Alexandra Ellerbeck writes on the Washington Post website about the challenges facing the Biden administration to create millions of jobs, particularly related to battery technology critical for powering electric cars and storing solar and wind energy
China, Europe way ahead of U.S. when it comes to clean energy jobs
President Biden has promised that U.S. efforts to combat climate change will create millions of jobs. But the country will be playing catch-up, especially when it comes to battery technology critical for powering electric cars and storing solar and wind energy.
Benchmark Mineral Intelligence, a data provider, reports that China has 93 “gigafactories” that manufacture lithium-ion battery cells, compared to only four in the United States, our colleague Jeanne Whalen reports.
If current trends continue, it will “leave the United States dependent on China and other trading partners for much of its battery supply, a risky proposition not just for the auto industry but for the military, which is planning to electrify more of its vehicles and gear,” our colleague writes.
Clean energy supporters and companies say that it will take federal action to catch up.

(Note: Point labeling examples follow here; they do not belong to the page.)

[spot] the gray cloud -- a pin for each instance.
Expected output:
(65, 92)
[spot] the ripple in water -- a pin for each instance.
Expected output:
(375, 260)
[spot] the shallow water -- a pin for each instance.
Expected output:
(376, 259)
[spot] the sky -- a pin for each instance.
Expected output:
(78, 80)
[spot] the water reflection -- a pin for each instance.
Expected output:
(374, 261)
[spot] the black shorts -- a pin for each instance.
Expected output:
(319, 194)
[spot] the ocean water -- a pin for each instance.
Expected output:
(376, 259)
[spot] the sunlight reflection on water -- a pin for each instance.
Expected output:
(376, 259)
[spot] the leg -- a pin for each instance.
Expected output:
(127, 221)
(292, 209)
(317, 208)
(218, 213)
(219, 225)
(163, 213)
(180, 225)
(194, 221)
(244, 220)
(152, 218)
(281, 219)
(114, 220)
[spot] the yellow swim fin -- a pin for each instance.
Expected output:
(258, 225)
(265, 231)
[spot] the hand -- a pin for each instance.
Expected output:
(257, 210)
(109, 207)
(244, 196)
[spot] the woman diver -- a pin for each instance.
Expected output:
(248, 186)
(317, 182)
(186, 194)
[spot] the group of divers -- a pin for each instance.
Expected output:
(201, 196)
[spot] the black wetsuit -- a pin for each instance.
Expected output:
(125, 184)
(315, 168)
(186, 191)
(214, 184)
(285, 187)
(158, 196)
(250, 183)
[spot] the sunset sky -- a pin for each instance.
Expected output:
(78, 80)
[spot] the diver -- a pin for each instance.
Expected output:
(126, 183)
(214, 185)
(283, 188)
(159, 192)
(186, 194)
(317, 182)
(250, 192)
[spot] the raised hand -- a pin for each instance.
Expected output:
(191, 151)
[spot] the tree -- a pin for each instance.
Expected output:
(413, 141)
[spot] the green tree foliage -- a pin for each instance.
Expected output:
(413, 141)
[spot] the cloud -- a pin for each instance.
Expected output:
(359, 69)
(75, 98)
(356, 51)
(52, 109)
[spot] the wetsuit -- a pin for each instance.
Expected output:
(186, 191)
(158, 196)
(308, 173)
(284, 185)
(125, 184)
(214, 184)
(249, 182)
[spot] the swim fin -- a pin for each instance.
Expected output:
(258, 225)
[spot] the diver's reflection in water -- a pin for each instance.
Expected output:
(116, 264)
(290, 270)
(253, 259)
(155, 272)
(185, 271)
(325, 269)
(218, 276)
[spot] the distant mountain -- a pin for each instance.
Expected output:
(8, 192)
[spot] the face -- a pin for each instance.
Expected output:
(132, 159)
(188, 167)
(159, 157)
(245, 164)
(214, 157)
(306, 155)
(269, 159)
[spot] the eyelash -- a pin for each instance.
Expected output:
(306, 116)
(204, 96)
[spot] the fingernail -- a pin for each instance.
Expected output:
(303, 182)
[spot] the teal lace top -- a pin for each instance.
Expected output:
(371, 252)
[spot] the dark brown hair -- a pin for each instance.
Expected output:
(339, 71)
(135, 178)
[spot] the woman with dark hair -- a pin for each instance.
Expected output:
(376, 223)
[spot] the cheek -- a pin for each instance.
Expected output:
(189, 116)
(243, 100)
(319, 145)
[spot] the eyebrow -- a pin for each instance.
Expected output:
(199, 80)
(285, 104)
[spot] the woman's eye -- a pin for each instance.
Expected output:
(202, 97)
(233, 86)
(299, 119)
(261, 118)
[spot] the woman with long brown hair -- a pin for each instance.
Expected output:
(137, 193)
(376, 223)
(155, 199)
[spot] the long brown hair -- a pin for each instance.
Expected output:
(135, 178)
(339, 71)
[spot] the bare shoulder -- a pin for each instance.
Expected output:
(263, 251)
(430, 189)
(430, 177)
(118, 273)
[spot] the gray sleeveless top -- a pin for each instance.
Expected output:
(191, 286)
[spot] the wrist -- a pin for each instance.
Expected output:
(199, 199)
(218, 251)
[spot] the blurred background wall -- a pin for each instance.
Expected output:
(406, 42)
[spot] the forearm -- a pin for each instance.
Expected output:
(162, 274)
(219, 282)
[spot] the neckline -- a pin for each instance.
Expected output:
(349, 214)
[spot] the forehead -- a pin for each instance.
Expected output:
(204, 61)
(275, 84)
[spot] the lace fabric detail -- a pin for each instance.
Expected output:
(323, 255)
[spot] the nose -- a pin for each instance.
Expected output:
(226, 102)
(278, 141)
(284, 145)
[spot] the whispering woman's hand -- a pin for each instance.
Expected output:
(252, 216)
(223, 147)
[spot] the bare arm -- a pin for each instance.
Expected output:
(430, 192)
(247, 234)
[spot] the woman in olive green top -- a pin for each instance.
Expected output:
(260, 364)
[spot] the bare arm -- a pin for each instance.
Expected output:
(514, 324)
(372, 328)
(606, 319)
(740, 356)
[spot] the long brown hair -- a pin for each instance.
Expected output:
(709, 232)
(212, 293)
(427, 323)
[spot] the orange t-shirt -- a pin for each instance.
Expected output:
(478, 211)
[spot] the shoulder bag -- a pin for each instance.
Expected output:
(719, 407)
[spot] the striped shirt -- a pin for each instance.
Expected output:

Per Whalen: “Aside from California, which has adopted many incentives and regulations to boost electric vehicles and renewable energy, the United States has largely left the sector to the free market.”
Meanwhile, China provides battery and electric-vehicle companies with billions in state support, subsidizes consumer purchases of electric vehicles, and makes buyers of gasoline-fueled cars wait longer to get a license place. The European Commission, for its part, promised last month to spend $3.5 billion to subsidize Tesla, BMW and other countries to produce more batteries in Europe.
The U.S. government has not been entirely absent.
Federally funded universities and labs produce some of the best early-stage battery research of anywhere in the world. A federal loan helped jump-start Tesla, and the Obama administration provided tax credits for a limited number of electric vehicle purchases.
But some federal support dried up under the Trump administration, and the United States still falls short of other countries.
U.S. investment could ramp up under Biden.
Biden has promised to “use all the levers of the federal government, from purchasing power, R&D, tax, trade and investment policies” to “position America to be the global leader in the manufacture of electric vehicles and their input materials.”
The president signed an executive order calling on all federal agencies to convert their fleets to electronic vehicles, and he has pledged to build 500,000 charging stations. On Thursday, the Energy Department announced $100 million for clean energy technology.